Morning Joe on Rittenhouse: 'Extraordinarily Difficult for the Prosecution'

November 12th, 2021 10:55 AM

Much as the liberal media might celebrate the conviction of Kyle Rittenhouse — someone, as our Curtis Houck has documented, they have tried to brand as a white-supremacist vigilante — the MSM is grudgingly having to admit that conviction could be unlikely.

On Wednesday, we reported on Morning Joe suggesting that the prosecution's case against Rittenhouse was "falling apart."

Thursday on CNN, co-host John Berman's claim that the trial judge is "bonkers" was refuted by his own expert, who said that the judge's actions were appropriate. Moreover, that expert, defense attorney Joey Jackson, said that Rittenhouse's testimony was "excellent," and that he had helped himself "very much."

Friday, back on Morning Joe, Scarborough and former prosecutor Charles Coleman used the same term—"uphill battle"—to portray the prosecution's predicament. 



Coleman said that the defense should be "feeling pretty good" going into closing arguments. And Scarborough capped the bad news for those calling for a Rittenhouse conviction by saying that things are "going to be extraordinarily difficult for the prosecution."

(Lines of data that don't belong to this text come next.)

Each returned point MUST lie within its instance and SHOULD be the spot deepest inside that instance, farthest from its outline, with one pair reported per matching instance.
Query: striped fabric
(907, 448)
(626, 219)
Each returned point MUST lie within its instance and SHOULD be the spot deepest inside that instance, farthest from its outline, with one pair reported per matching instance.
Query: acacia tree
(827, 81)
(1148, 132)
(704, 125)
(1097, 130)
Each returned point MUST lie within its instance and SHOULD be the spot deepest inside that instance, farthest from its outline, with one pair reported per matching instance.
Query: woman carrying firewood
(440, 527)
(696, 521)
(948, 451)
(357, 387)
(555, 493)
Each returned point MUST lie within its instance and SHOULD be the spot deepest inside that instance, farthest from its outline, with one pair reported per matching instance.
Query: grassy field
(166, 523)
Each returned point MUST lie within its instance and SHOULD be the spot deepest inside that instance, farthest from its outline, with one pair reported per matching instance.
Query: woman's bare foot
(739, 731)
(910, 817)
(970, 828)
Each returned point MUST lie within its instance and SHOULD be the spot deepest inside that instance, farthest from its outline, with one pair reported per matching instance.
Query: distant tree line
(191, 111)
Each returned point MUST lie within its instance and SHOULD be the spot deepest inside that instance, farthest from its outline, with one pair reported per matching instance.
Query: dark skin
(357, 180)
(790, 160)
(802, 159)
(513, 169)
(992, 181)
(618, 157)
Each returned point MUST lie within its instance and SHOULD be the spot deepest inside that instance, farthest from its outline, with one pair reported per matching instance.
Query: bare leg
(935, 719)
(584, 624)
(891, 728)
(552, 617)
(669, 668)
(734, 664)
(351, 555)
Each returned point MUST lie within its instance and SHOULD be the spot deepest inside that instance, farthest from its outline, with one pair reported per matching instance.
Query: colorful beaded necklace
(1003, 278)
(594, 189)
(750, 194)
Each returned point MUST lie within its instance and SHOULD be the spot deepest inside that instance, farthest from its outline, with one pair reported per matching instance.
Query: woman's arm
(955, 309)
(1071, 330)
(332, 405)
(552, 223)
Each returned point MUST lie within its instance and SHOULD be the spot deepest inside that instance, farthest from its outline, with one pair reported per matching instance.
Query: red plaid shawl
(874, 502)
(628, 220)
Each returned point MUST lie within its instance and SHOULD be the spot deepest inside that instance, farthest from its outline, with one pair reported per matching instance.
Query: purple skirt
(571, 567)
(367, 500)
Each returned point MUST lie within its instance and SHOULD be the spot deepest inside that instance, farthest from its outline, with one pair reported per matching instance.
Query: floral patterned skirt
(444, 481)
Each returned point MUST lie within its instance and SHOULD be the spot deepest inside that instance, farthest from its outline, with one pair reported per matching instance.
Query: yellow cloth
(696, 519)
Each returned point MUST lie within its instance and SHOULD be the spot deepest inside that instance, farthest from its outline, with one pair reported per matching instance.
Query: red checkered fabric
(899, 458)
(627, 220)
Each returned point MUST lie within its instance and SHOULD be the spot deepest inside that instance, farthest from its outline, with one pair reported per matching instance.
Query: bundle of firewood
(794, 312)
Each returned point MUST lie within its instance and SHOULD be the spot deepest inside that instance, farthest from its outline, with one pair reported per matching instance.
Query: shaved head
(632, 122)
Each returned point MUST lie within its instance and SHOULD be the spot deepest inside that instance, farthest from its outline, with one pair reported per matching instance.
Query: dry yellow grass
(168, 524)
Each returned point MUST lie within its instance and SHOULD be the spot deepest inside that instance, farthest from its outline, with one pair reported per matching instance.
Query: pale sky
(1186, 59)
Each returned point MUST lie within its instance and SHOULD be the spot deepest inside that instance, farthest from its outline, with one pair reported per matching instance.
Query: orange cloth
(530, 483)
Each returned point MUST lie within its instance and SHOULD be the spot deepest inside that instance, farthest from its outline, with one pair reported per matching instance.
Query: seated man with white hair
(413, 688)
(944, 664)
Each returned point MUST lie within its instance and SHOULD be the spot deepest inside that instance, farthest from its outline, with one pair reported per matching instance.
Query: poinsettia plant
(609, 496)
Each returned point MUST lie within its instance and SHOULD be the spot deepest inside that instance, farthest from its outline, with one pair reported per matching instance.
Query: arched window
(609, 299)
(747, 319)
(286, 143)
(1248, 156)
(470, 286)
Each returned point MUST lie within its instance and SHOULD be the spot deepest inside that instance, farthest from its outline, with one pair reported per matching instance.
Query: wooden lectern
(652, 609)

The lone holdout, trying to make some kind of case against Rittenhouse, was ex-Sen. Claire McCaskill. But the Democrat misstated both the facts and the law. 

As for the law: when Scarborough suggested that the prosecutors had overcharged the case, McCaskill claimed that the lesser charges were automatically included. Except that is not true under Wisconsin law.  Joe Scarborough Claire McCaskill MSNBC Morning Joe 11-12-21

Lesser charges are not automatically included. The prosecution must request permission to allow the jury to consider lesser charges, and the judge has the discretion to permit or deny the request. The Rittenhouse prosecution has submitted such a request, but the judge has not yet ruled on it.

As for the facts: McCaskill claimed that "there is "certainly substantial evidence that Rittenhouse was intent on killing someone."

In fact, no such evidence was introduced. To the contrary, former prosecutor Coleman stated that there was evidence that prior to the shootings, Rittenhouse acted with "appropriate regard for human life."

If and when Rittenhouse is acquitted on some or all charges, stand by for liberal gnashing of teeth rivaling that on Election Night when Republican Glenn Youngkin defeated Democrat Terry McAuliffe for the Virginia governorship!

On Morning Joe, former prosecutor Charles Coleman, and Joe Scarborough admitting that the prosecution is facing an "uphill battle" in attempting to convict Kyle Rittenhouse was sponsored in part by Tylenol, Amazon, Ameriprise, and Comcast.

Here's the transcript.

Morning Joe
6:04 am ET

JOE SCARBOROUGH: Let's bring in right now former prosecutor Charles Coleman. 

. . . 

CHARLES COLEMAN: If I'm the defense on this case, I think I'm feeling pretty good going into [closing arguments], because one of the things you have to realize is, all they need to be able to sway one juror, and I think in this case they may have more than one.  

. . . 

The defense is going to bring up everything, every step, every minute, every action that Kyle Rittenhouse took, even before the confrontation which showed that he was acting in a way where he had actually the appropriate regard for human life, and that he acted, according to them, it's going to be a matter of self-defense. So that's the uphill battle that the prosecution's going to have to climb.

. . . 

SCARBOROUGH: If you were given the fact pattern that we have here. Would you have -- what charges would you have brought, what challenges would you have had, and do you think in this case it's been an uphill battle for the prosecution since day one?

. . . 

CLAIRE MCCASKILL: What you always have to remember when you're charging a homicide case, is that in the charge, you are including other charges. 

And it's all about state of mind. Whether it is intentionally, whether it is recklessly, whether it's negligently. And so, I am not sure this prosecutor mischarged the case, because he's going to have an opportunity to argue whichever state of mind he thinks the strongest evidence presents. And there's nothing wrong with arguing, obviously. There's certainly substantial evidence that he was intent on killing someone, as he roamed the streets with his military-style weapons.
. . . 

SCARBOROUGH: So Claire, as you look at the charges for murder. In each one of the cases, you see the defense has effectively called witnesses and others to suggest that, actually, Rittenhouse was being charged at, or felt like he was. So, that is going to be extraordinarly difficult for the prosecution.